Elizabeth Foley's election as chairman of Ameriprise Financial's franchisee advisory council could not have come at a more noteworthy time — just a month after the firm's spin-off last fall from American Express Financial Advisors.
In the months since, Foley has helped guide the national council — a voice for the firm's nearly 7,500 financial advisor franchisees — through a series of high-profile moves. Chief among them: the restructuring of the firm's payout grid, to take effect in January, and the refinement of its core value proposition, financial planning.
"We need to have the corporation and advisors aligned so that our objectives are the same," says Foley, 42, a certified financial planner who operates Bryant Foley & Associates with partner Ralph Bryant Jr. in Southfield, Mich. "One thing I'd like to walk away with is seeing more advisors involved in the development of our company. You've got to put your time in. You've got to give back to make things succeed."
Foley, who has held various positions on the firm's regional and national councils for five years, is a huge cheerleader for the franchisee concept. Like her constituents, she pays Ameriprise a fee in exchange for using the national brand, resources, products and services. But the practice, with $100 million in assets under management, is hers and Bryant's to grow and, eventually, sell. "As our clients know, we have skin in the game," she says.
Foley got her career start on Wall Street, working in the stock and bond delivery area of Bankers Trust Co. She moved back home to Michigan in 1989, joining IDS Financial Advisors, which was owned by American Express.
"I knew I wanted to stay in financial services," says Foley, a graduate of the University of Michigan. "I'd been accepting and delivering stocks and bonds for four years. What I wanted to know was: How do you decide what to buy and sell? The firm's message then, and now, was all about financial planning — not just about falling into things, but planning for them."
Her first few years as a planner, however, were a struggle. "I was 25 or 26 and looked like I was 19. Nothing can be done about that. But as soon as I talked to prospects and mentioned the University of Michigan and said I'd worked on Wall Street for four years, it gave me credibility. They'd at least listen to me."
Some of Foley's most compelling work on the national advisory council has been focused on financial planning — the company's "backbone," as she puts it.
"I want our company to truly succeed, and to make that happen you have to choose a focus. Financial planning has always been that focus but it got mixed in with a lot of other stuff — vast amounts of paperwork that didn't allow advisors to run their business efficiently," Foley notes. "To truly succeed and stand out from the crowd, we need to refine the financial planning process, to polish it."
To that end, Foley adds, a project team has taken Ameriprise's financial planning concept, "tearing it to the bones and rebuilding, refreshing it with new tools and new everything."
A set of "new deliverables" will be unveiled this quarter, including a combination of tools and the software to support them.

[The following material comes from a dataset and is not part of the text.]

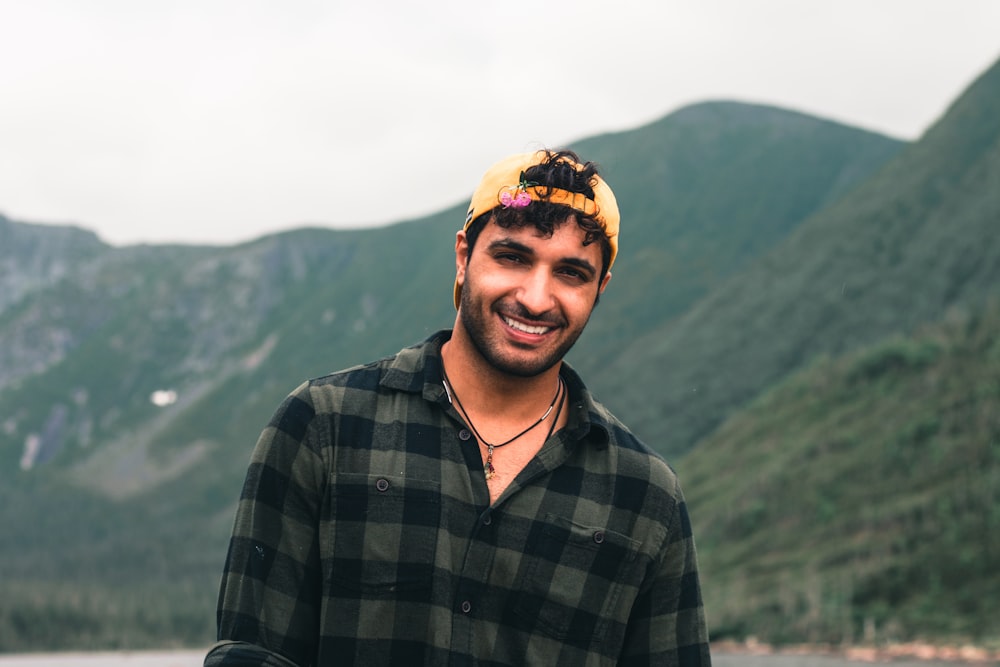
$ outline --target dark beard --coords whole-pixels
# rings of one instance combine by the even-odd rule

On tap: new training methods, business arrangements with specialty providers, enhanced investment products designed specifically for retiree markets, a heightened focus on wealth strategies.
Already in play: The Dream Book, a workbook geared to pre-retirees and retirees that gets clients to think beyond the numbers. Sample questions include: If you want to travel, where to? If you want to do volunteer work, what kind? How closely engaged do you want to be with family? Clearly, the Dream Book has hit a chord with clients. According to Foley, 35 percent of Ameriprise clients who were queried by direct mail requested a copy of it.